Want a six-pack for summer? Stop wasting time with sit-ups. Build strength, improve your posture, and reduce those niggling injuries with these exercises.

Whether you’re hitting a golf ball or sweeping up the backyard, almost every foundational motion starts with or travels through your core. It’s why training your core to be strong and flexible is essential to maximise strength and movement in other parts of the body. 

Many people turn to abdominal-focused exercises like sit-ups and crunches when training core strength. But the core anatomy consists of more than abs. There are three critical parts we should target: the front (rectus abdominus), the side (external obliques), and the back (erector spinae). Incorporating dynamic exercises that target all these muscles will help build and reinforce patterns, leading to greater movement efficiency in sports and daily life.

Core strength for everyday tasks

As with any workout routine, my recommendation is to consider your daily activities – or sport if you are training for one – and create core workouts based on those common movement patterns. Movements like bending over to tie your shoes, getting dressed, turning around to look behind, or carrying grocery bags are just a few of the many mundane actions that rely on your core and that you might not notice until they become difficult or painful. 

Many of my clients’ most common complaints are related to lower-back pain caused by merely sitting at their work desk for long hours. Sitting with poor posture can shift your entire body out of alignment and eventually lead to an overuse injury of the muscles that are working harder to compensate. Research has shown that core training can facilitate recovery from injury and relieve chronic lower back pain. 

While there are many core-building exercises you can try, my six go-to exercises for overall functional core strength and stability are: stability ball plank, side plank, bird dog, single leg hip bridge, dead bugs, back extensions on a fit ball. Feel free to ask your local gym floor supervisor how to do these; otherwise, a quick Google or YouTube search should show you what they look like.

TIP: keep it simple and avoid machines. Standing up for exercises and using free weights, medicine balls, and bands for isometric core exercises involve your entire core to remain tense and stable – as opposed to machine weights, which isolate and train a single muscle group.

Core strength for sports

Live a more active lifestyle? Researchers from the Unversity of Arizona in 2013 published research showing that core stability, strength and endurance were critical to athletes ensuring spine stability, producing force (jumping, accelerating, pushing, pulling) and preventing injury. Training for sports like football, or even solo pursuits like running and swimming, should involve building core strength and control.

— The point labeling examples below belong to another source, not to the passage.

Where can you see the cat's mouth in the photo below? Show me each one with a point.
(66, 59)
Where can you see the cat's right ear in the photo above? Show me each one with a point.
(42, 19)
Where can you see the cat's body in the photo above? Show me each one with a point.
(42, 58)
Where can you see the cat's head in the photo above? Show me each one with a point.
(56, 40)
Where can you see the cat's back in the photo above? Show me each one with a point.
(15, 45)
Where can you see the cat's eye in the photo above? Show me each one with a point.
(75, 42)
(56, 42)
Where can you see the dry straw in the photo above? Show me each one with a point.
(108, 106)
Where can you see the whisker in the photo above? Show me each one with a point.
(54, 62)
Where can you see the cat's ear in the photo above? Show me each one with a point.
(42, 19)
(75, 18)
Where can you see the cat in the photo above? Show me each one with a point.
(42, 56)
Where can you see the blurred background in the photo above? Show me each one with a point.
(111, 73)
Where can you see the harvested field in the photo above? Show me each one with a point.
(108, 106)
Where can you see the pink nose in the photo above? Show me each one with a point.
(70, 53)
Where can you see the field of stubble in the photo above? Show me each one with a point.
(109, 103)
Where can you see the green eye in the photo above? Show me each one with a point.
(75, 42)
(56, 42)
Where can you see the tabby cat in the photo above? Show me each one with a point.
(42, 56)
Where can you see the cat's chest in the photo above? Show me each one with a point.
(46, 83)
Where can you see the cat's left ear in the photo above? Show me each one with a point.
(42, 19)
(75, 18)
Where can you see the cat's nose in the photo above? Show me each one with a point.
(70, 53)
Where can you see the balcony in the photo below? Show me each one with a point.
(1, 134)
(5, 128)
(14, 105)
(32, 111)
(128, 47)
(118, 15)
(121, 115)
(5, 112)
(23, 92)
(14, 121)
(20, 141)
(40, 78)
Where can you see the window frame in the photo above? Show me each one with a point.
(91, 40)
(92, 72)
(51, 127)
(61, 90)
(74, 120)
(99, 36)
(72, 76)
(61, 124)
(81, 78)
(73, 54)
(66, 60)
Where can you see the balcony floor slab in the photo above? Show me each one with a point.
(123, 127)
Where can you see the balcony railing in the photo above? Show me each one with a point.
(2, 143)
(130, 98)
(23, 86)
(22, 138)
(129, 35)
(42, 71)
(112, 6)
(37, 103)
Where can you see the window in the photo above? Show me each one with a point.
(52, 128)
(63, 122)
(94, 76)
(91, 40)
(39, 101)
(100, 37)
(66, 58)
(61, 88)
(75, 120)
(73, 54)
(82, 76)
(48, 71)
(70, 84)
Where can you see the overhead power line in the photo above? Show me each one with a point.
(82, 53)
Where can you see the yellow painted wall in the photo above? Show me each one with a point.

Here are six more advanced core-strengthening exercises that should help you move more efficiently in sport.

1. The Paloff press is one of my favorite anti-rotation hold exercises that will work wonders in helping you develop a stable core. It’s an especially good move for those training for fast and dynamic sports like football or hockey because it helps build the core strength to cope with twists and turns without getting injured.

2. Criss-cross crunch increases strength and endurance, incorporating rotation in the crunch position and targeting the upper abdominal and oblique muscles. This one benefits cyclists the most.

3. Alternating shoulder-tap plank places you in a push-up position, activating your triceps and shoulder muscles in addition to core stability.

4. Ab wheel roll-outs develop core strength in a stretched position, increases lower back and shoulder strength, which helps prevent injury as well as produce force in most sports.

5. Stability ball stir-the-pot requires you to be in a plank position on the ball and moving in a circular motion, which works all angles of the core, including the obliques.

6. Landmine rotations build core strength, primarily in the obliques, while strengthening the shoulder muscles. An ideal exercise for athletes in sports involving rotational power movements, such as basketball, cricket and golf.



Zara Michales
is a professional group and personal trainer. She has worked in gyms around Sydney for the past five years and is currently based in Venice, California.